There is impressive potential for biometrics in our future, touching almost every facet of our lives and making almost all processes easier and more secure. Because the technology is inventing and innovating by the minute, it is hard to accurately predict what’s possible and how soon we’ll enjoy it in our daily lives. But it’s coming – and fast.

It’s an exciting time to witness.

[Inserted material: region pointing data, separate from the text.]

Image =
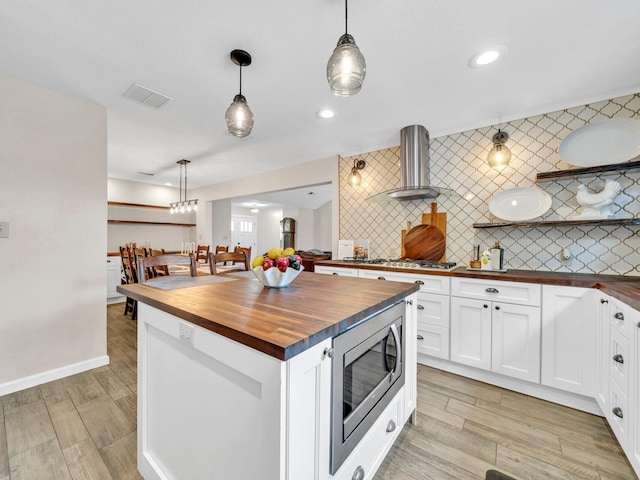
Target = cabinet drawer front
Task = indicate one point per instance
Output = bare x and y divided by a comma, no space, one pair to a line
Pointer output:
433,340
499,291
346,272
372,449
428,283
621,317
619,360
433,309
618,402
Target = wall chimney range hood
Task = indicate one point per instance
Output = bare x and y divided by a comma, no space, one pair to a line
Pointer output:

It’s even more thrilling to be a part of. We can’t wait to deploy our BagsID Baggage Biometrics in airports around the world. Why do we consider our technology “biometrics” when it isn’t actually involved with “biological” stuff? It’s easy to explain. Think about it this way:

  • Body type/shape = Baggage type/dimensions/shape
  • Body size/weight = Baggage size/weight/distribution
  • Skin, hair, eye tone/type = Baggage material/color
  • Personal characteristics (freckles, moles, scars, tattoos) = Baggage details (stickers, patches, ribbon, paint) and defects (scratches, dents, tears)

The impact BagsID Baggage Biometrics will have on the environment, on passenger experiences, and on the business of air travel itself is truly inspiring. Just like passwords will be a thing of the past, so will tags.